第122話 放送塔

文字数 1,347文字

 ブティックに勤めていた時、放送塔と呼ばれる人がいた。客は狭い地域の人たち。知り合いも多い。常連客の放送塔さんがいると帰ってしまう客がいた。何を言われるかわからないから、と。ご主人は元警察官。褒賞も受けた方だ。地元の大きな家に住んでいる。
 悪口が3度のごはんより好き……アンテナを張り巡らし、自転車で駆け回る。他人の家の事情に詳しい。人の不幸は蜜の味。
 あそこのご主人は自殺した。あそこの息子は、バカでアホで、誰々に男がいる、女がいる……嘘か誠か知らないが、放送塔は野放しにされていた。
 つまらない人生、と思うのだが本人は悪口を言っている時が楽しそうだ。表情も豊かで生き生きしている。何度かトラブルにもなり、絶交されたり、店にも出入り禁止になったりしたが治らなかった。これは、家族もわかっているのだろう。生きがいなのだ。

 話を聞き出すのが上手い。家族のことを聞いてくる。ご自分の旦那様もお子さんも立派な方だ。お子さんは有名企業に勤めている。私も1度ひどい目にあった。子供のことを聞かれた。
「はい、3人ともバカです。勉強しない。赤点ばかり。バイトばかり」
「どこでバイトしているの?」
「はい、地元の回転寿司です」

 そしたら、わざわざ見に行った。どんなバカだか見に行った。そうして私が休みの時に皆に喋った。
「ブッサイクなの」
 不細工? うちの娘たちは確かにバカだけど、美人姉妹と言われることはあっても不細工ではないと思うが……親の欲目か?
 娘に聞いたら同姓がもうひとりいた。娘はそんなばーさんのことなど歯牙にもかけず笑っていた。 
 これは頭にきた。顔には出さないが……いつか店を辞める時には、鬱憤を晴らしてやろう。
 あなたへの悪口がいちばん多かった、と。

 施設にも放送塔がいる。一見柔和で優しそうな感じ。入ってきた職員やパートは最初はホッとする。頭もしっかりしている。すみません、ありがとうを連発する。だから、騙される。
 聞き出すのが上手い。耳は少々遠いが。2ユニットの職員、パートのことは誰よりも詳しい。放送塔だから話してはいけない。職員が腰痛になったことも、熱を出したことも、プライベートなことは話してはいけない。 
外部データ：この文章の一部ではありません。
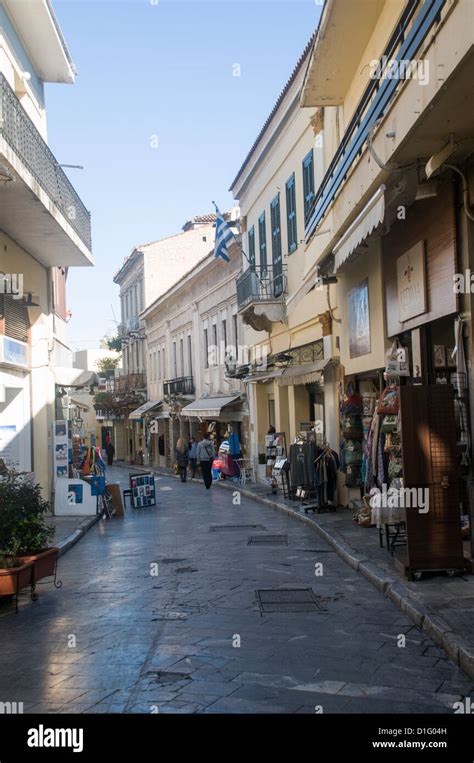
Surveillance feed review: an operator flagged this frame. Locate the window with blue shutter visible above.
[303,149,314,217]
[270,194,281,268]
[248,225,255,265]
[286,174,298,253]
[258,212,268,271]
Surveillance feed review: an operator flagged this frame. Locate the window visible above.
[270,194,281,271]
[188,334,193,376]
[212,323,219,366]
[204,329,209,368]
[258,212,267,271]
[303,149,314,217]
[286,174,298,253]
[173,342,178,379]
[248,225,255,265]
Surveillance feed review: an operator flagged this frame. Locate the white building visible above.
[0,0,93,496]
[140,215,248,467]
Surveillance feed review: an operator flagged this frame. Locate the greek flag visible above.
[214,207,234,262]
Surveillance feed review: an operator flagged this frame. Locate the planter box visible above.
[18,546,59,585]
[0,562,33,596]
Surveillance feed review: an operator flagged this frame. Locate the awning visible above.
[243,368,283,382]
[54,366,99,387]
[153,411,170,421]
[128,400,163,421]
[333,185,385,273]
[181,395,242,420]
[278,358,331,387]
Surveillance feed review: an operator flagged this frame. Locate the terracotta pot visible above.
[0,562,33,596]
[18,546,59,585]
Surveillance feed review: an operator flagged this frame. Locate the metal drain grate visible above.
[247,535,288,546]
[209,525,267,533]
[255,588,325,615]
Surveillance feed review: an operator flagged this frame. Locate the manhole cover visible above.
[255,588,324,614]
[209,525,266,533]
[247,535,288,546]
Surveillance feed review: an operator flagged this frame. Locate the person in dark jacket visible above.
[105,441,115,466]
[197,433,216,490]
[176,437,189,482]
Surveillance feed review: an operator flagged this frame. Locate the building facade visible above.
[0,0,93,497]
[231,34,338,478]
[113,215,220,463]
[141,225,249,467]
[297,0,474,574]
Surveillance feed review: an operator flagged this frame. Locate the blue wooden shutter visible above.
[286,174,298,252]
[303,149,314,217]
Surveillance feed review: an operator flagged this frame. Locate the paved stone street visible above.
[0,468,474,713]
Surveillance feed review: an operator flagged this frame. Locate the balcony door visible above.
[270,194,283,299]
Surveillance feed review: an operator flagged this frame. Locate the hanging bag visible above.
[377,386,400,416]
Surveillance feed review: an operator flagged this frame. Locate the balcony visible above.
[303,0,447,241]
[163,376,194,397]
[0,74,93,267]
[237,265,287,331]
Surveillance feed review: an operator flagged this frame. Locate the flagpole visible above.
[212,201,255,268]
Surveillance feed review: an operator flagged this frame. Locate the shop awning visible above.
[333,185,385,273]
[278,358,331,387]
[54,366,99,387]
[181,395,242,420]
[128,400,163,421]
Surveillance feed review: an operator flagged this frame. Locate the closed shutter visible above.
[0,294,29,342]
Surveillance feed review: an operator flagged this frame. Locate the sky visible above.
[46,0,321,350]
 新しいパートのAさんが入った。入った途端、コロナで保育園が休み、ワクチンで副作用が……まともに話したのは昨日が初めてだった。その前に、Aさんが来る前に、放送塔をお風呂に入れた。Aさんは、私が休みの日に足浴をしていた。
 
「上の子が19歳。税理士だか弁護士になるんだって」
「わあ、すごいですね」
「下の子が4歳。保育園」
「……」
「片親だって」
 
 Aさんに、次の方の入浴を見学させた。注意した。プライベートなことは喋らない方がいい、と。なんたって放送塔。皆に喋られるわよ。
「体重以外はいいんです」
 Aさんは喋った。ほとんど初対面の私に。入浴介助を見ながら。洗われている方は耳が遠い。それでもわかる。気分を害しているのがわかる。話題を変えた。お尻、まだ痛いですか? ナースに見てもらいましょうか? 

 Aさんは話題を持っていった。
「痔なんです。ウォシュレットを強くしすぎて……」
だから、そう言うことを喋ってはいけない。
 苦労している。苦労しているのに明るい。明るすぎて、喋り過ぎて不安だ。